Turn up your deadliness with these quick tips.
The muley buck nudged the doe until he was situated broadside and 61 yards away from me. I knew my opportunity would soon fade, so I promptly drew my bow, put the correct pin on his side and released. When I first saw my arrow’s trajectory, I worried that it would whizz over the buck. Instead, it dropped perfectly into his chest just behind the shoulder. He sprung off and within a short distance, his legs gave out. The dandy 4×4 buck was mine.
Nothing in bowhunting satisfies like watching an arrow punch perfectly behind the shoulder of a deer, elk or any other big-game animal. Not only does that outcome confirm that you delivered under intense pressure, but it also typically entails a short blood trail or even a dead-within-view kill. Unfortunately, not every shot opportunity concludes so favorably.
While bowhunting has many different variables, most mistakes result from human error, such as a lack of preparation and low proficiency. Bowhunting and archery in general are very complex. The question is whether we have to become involved enough to truly dial in to reach a level of proficiency that makes our efforts more prone to victory than failure. Chew on that a bit. I think most bowhunters would welcome more accuracy when they bowhunt.
When I think about sufficient involvement for bowhunting proficiency, the following six points come to mind. If you get these right, I bet you’ll boost your bowhunting accuracy.

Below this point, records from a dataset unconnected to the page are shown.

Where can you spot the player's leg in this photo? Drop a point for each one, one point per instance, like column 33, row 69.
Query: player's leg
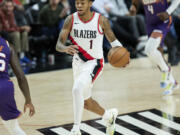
column 80, row 84
column 13, row 127
column 151, row 49
column 8, row 109
column 109, row 116
column 93, row 106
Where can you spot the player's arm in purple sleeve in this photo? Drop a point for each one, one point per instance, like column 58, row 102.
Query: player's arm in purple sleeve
column 60, row 47
column 22, row 81
column 165, row 15
column 105, row 25
column 134, row 7
column 173, row 6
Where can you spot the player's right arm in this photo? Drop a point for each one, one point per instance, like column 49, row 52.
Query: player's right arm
column 60, row 47
column 22, row 81
column 134, row 7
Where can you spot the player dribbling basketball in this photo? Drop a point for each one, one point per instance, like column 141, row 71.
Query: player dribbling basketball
column 86, row 31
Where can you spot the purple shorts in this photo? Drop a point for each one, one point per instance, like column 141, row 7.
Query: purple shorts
column 8, row 108
column 162, row 27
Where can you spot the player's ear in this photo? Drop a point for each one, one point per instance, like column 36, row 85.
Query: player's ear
column 90, row 3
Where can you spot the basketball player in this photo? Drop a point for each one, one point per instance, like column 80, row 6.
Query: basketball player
column 8, row 110
column 86, row 31
column 158, row 21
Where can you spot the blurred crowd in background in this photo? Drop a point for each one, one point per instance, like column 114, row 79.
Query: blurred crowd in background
column 33, row 27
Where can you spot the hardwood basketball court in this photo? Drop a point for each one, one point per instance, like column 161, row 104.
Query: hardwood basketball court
column 131, row 89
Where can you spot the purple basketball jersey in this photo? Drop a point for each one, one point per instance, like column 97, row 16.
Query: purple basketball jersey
column 4, row 58
column 8, row 109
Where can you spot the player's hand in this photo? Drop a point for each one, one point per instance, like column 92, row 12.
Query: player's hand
column 163, row 16
column 71, row 49
column 127, row 63
column 31, row 108
column 133, row 10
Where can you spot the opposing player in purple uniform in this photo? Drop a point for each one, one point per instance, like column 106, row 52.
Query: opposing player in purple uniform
column 158, row 22
column 8, row 110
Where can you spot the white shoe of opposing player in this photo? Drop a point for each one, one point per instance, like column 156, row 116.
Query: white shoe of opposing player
column 165, row 79
column 170, row 88
column 110, row 118
column 75, row 131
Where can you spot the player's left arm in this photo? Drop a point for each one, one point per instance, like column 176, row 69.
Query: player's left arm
column 104, row 23
column 165, row 15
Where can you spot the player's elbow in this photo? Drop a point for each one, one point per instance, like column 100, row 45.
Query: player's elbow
column 58, row 48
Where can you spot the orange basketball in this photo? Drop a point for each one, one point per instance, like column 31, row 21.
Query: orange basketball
column 118, row 56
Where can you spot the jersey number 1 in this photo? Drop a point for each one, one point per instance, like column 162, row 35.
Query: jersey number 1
column 91, row 44
column 2, row 62
column 151, row 9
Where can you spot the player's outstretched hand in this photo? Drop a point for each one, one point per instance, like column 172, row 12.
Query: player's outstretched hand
column 163, row 16
column 133, row 10
column 71, row 49
column 31, row 108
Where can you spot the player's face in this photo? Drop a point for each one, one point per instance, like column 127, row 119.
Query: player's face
column 8, row 7
column 54, row 2
column 83, row 6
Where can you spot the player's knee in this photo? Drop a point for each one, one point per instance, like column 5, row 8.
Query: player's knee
column 77, row 90
column 18, row 131
column 152, row 45
column 88, row 103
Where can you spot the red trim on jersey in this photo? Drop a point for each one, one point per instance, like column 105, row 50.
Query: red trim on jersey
column 72, row 23
column 81, row 50
column 99, row 70
column 170, row 21
column 98, row 26
column 87, row 20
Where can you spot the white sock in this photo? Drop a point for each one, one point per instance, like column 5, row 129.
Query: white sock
column 158, row 59
column 13, row 127
column 154, row 54
column 78, row 103
column 22, row 55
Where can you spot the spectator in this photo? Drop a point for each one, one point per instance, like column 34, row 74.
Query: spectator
column 122, row 16
column 51, row 17
column 18, row 35
column 103, row 6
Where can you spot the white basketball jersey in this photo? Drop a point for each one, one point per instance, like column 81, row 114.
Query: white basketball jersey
column 88, row 36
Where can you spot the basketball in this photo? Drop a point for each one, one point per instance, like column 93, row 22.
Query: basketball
column 118, row 56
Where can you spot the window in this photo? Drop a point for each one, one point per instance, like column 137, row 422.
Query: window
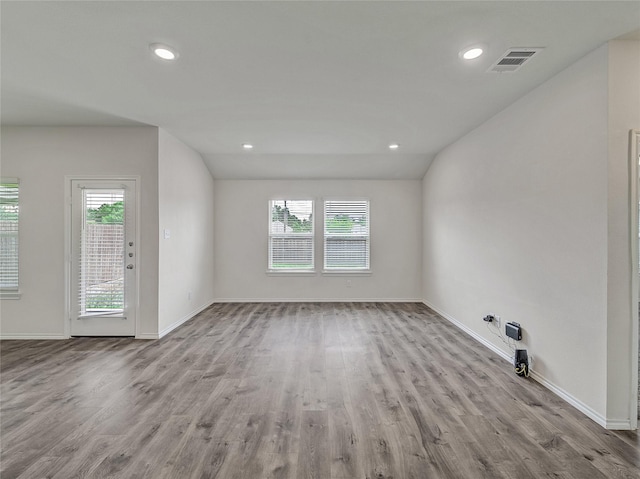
column 9, row 213
column 102, row 252
column 346, row 235
column 291, row 235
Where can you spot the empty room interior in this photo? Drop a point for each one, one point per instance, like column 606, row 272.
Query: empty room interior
column 319, row 239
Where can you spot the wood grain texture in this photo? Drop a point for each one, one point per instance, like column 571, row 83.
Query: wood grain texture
column 292, row 390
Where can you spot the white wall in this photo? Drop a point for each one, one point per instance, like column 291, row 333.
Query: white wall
column 241, row 250
column 186, row 212
column 41, row 157
column 515, row 223
column 624, row 115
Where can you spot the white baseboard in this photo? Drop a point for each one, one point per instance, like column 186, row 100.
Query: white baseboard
column 317, row 300
column 147, row 336
column 32, row 337
column 182, row 320
column 579, row 405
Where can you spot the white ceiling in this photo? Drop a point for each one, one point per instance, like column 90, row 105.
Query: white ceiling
column 320, row 88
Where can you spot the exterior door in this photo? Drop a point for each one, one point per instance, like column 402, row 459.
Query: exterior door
column 103, row 258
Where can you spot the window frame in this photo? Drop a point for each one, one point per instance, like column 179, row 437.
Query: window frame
column 327, row 269
column 311, row 236
column 13, row 292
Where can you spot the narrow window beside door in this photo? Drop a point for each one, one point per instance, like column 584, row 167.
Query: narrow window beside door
column 9, row 246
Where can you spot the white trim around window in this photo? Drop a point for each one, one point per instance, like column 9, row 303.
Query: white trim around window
column 291, row 237
column 9, row 238
column 346, row 238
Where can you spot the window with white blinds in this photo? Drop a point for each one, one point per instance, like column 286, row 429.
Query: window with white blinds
column 291, row 235
column 346, row 235
column 9, row 215
column 102, row 255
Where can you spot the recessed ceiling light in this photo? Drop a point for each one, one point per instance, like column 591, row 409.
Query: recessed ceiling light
column 163, row 51
column 471, row 53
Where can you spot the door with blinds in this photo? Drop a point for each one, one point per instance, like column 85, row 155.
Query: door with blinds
column 103, row 258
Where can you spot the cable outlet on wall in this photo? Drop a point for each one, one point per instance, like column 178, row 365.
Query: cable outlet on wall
column 492, row 319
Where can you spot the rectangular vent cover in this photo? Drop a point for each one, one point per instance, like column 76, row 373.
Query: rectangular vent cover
column 513, row 59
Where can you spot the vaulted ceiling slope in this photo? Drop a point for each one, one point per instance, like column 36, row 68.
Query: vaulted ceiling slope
column 319, row 88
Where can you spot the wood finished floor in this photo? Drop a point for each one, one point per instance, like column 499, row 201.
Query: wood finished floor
column 313, row 390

Know Your Bow Like the Back of Your Hand
Developing true proficiency with any tool—miter saw, guitar or archery equipment—comes from time spent with it. That’s why it’s important to either get out your existing bow or purchase a new one months before bowhunting season arrives. The more time you spend with your bow, the more it will become like a part of your body.
When you know your bow extremely well, its grip will feel unbelievably familiar, even with your eyes closed. Gripping it correctly will become like second nature. When you acclimate to the draw cycle, you’ll get used to how the bow falls as you follow through with your shot. The more comfort and familiarity you develop with your bow, the more deadly you will feel when you take it hunting.
Develop a Sequence
Operating on autopilot is quite common for bowhunters in the heat of a shot opportunity. Often, we experience a huge adrenaline surge coupled with tunnel vision, and we react almost automatically rather than separating the encounter into multiple tasks. That’s when simple oversights can lead to a poor hit or a miss.

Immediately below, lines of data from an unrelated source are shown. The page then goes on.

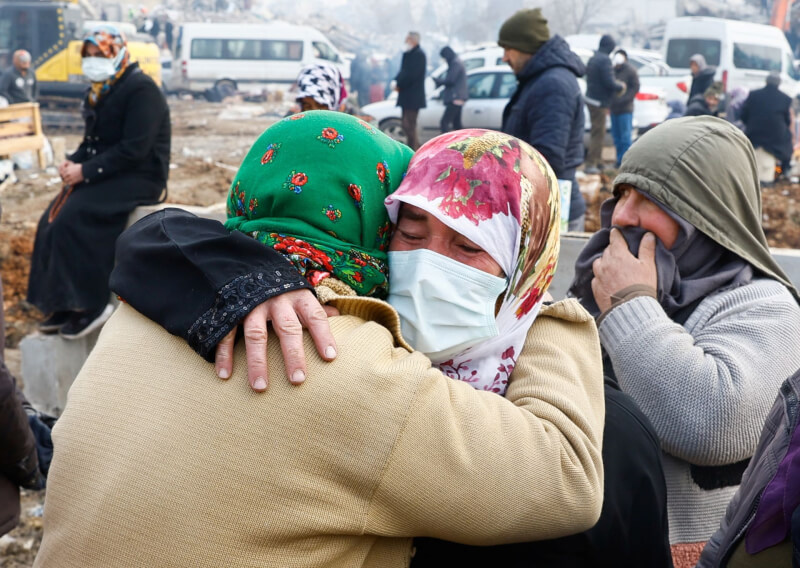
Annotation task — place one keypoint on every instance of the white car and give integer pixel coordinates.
(489, 91)
(490, 87)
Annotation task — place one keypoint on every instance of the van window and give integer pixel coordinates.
(480, 85)
(247, 49)
(791, 70)
(753, 56)
(508, 84)
(680, 50)
(473, 63)
(324, 51)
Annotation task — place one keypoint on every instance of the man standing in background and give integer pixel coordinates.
(622, 104)
(546, 110)
(767, 117)
(600, 90)
(455, 93)
(702, 75)
(18, 83)
(411, 87)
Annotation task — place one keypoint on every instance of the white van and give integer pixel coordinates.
(246, 56)
(743, 53)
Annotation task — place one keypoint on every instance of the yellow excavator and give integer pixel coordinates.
(52, 32)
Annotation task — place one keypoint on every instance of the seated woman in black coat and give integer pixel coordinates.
(122, 162)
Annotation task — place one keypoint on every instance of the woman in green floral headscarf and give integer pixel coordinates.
(332, 171)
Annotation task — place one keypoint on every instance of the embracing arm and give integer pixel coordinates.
(198, 281)
(493, 470)
(707, 393)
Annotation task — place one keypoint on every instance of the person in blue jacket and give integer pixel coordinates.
(546, 110)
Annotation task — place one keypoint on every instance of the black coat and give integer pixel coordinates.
(125, 162)
(623, 104)
(411, 80)
(702, 81)
(546, 111)
(600, 84)
(18, 458)
(455, 80)
(632, 530)
(767, 121)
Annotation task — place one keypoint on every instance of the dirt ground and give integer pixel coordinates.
(208, 143)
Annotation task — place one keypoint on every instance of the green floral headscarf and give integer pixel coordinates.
(312, 187)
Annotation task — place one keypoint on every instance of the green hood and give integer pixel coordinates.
(704, 169)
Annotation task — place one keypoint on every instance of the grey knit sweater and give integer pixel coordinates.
(706, 386)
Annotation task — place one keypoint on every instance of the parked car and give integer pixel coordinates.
(490, 87)
(743, 53)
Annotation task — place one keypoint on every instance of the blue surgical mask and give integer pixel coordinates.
(98, 69)
(445, 306)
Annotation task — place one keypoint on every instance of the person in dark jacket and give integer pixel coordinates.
(702, 75)
(19, 464)
(18, 83)
(707, 103)
(122, 162)
(455, 92)
(411, 87)
(622, 104)
(546, 110)
(601, 87)
(767, 119)
(760, 526)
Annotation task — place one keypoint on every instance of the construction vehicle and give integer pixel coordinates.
(53, 32)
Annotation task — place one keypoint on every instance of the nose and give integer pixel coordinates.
(625, 213)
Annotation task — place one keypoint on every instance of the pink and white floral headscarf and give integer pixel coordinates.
(500, 193)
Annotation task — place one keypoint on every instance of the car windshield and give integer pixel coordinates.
(680, 50)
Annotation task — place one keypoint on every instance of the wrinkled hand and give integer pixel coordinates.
(71, 173)
(289, 314)
(618, 269)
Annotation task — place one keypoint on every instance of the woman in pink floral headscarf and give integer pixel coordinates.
(499, 194)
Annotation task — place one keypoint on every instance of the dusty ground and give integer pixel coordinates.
(208, 143)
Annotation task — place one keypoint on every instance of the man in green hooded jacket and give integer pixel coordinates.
(698, 322)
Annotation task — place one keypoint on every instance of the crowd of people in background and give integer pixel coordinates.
(634, 423)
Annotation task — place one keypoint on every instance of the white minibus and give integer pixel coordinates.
(743, 53)
(246, 56)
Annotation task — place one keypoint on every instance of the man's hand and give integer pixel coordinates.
(71, 173)
(289, 314)
(618, 269)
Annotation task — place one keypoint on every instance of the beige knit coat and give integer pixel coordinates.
(158, 463)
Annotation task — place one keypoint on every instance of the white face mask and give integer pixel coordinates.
(445, 306)
(97, 69)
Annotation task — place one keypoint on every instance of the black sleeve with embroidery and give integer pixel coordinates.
(196, 279)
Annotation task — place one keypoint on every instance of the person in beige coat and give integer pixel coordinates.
(158, 463)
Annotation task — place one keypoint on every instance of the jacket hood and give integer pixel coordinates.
(447, 53)
(554, 53)
(707, 71)
(704, 169)
(607, 44)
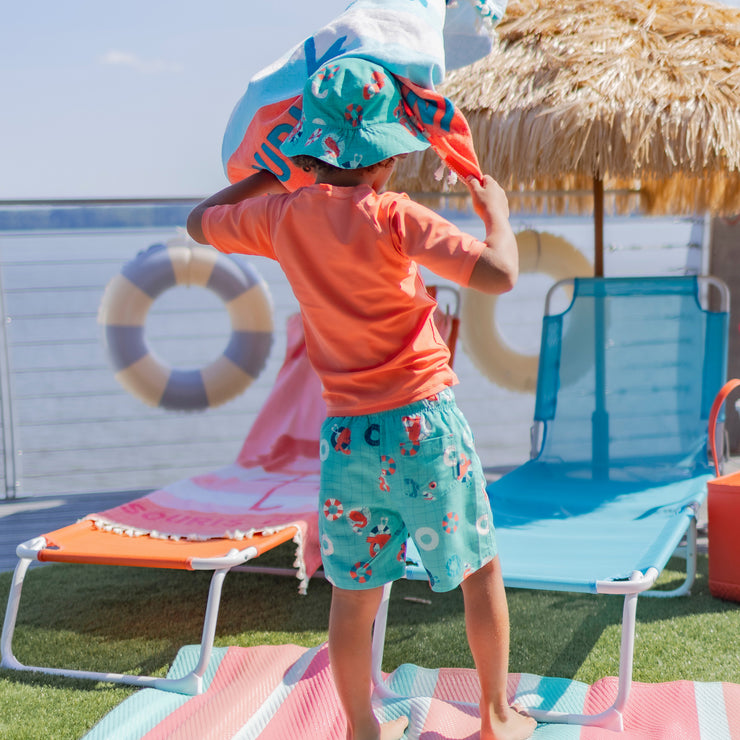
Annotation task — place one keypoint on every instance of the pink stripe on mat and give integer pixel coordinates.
(313, 706)
(243, 682)
(664, 711)
(286, 692)
(731, 693)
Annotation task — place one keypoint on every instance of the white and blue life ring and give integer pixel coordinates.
(126, 303)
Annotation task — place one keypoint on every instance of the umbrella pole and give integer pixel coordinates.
(598, 227)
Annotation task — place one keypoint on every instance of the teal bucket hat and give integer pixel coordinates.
(353, 116)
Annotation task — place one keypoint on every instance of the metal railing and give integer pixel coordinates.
(67, 425)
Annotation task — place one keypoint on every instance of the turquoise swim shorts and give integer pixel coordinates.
(411, 470)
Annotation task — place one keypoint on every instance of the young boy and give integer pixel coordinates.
(397, 455)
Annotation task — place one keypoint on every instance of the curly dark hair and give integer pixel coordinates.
(314, 164)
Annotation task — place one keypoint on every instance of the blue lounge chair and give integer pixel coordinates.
(627, 376)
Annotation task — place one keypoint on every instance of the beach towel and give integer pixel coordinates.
(415, 40)
(278, 692)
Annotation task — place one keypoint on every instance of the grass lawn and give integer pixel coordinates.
(135, 620)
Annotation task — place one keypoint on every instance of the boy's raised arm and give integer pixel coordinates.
(497, 269)
(260, 183)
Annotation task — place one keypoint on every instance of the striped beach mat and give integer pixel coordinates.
(278, 692)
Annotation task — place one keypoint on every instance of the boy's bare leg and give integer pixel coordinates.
(487, 625)
(350, 653)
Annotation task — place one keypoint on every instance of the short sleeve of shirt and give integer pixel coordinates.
(433, 241)
(244, 228)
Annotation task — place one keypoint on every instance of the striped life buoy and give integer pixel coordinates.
(126, 303)
(538, 252)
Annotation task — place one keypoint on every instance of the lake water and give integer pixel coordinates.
(72, 428)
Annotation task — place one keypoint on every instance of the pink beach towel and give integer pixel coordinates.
(274, 483)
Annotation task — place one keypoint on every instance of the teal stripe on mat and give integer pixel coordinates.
(143, 711)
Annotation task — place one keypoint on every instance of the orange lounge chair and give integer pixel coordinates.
(266, 498)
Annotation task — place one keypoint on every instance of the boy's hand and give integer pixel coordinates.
(489, 200)
(497, 268)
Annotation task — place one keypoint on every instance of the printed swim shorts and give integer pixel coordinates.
(411, 470)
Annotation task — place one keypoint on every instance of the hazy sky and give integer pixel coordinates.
(131, 99)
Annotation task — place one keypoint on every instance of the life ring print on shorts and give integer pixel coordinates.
(125, 306)
(327, 546)
(340, 439)
(361, 572)
(426, 538)
(450, 522)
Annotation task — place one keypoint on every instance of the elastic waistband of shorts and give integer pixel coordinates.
(442, 399)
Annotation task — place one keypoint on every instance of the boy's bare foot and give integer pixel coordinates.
(512, 725)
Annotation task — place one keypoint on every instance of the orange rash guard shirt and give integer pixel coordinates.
(352, 257)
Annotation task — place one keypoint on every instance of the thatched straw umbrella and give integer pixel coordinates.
(638, 97)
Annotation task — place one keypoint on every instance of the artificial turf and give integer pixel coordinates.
(108, 618)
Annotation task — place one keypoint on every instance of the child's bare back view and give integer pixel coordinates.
(397, 454)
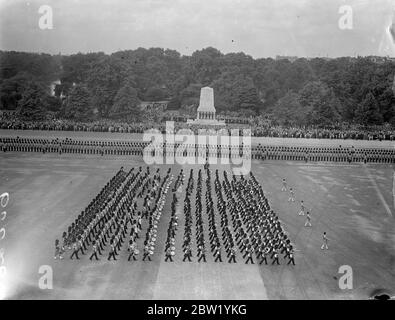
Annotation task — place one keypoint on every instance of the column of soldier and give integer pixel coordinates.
(257, 227)
(108, 216)
(173, 223)
(246, 221)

When you practice, develop a sequence of tasks for properly executing your shot. Mentally rehearse each step as you execute it. Memorize the sequence. This will look a little bit different for everyone, so determine what works for you individually. You must be able to easily remember it and be able to carry out each task quickly, since deer and elk don’t always give tons of time to shoot. Then, when you’re hunting, rehearse your sequence over and over as you simultaneously watch for deer and visualize potential shot opportunities that are likely to unfold.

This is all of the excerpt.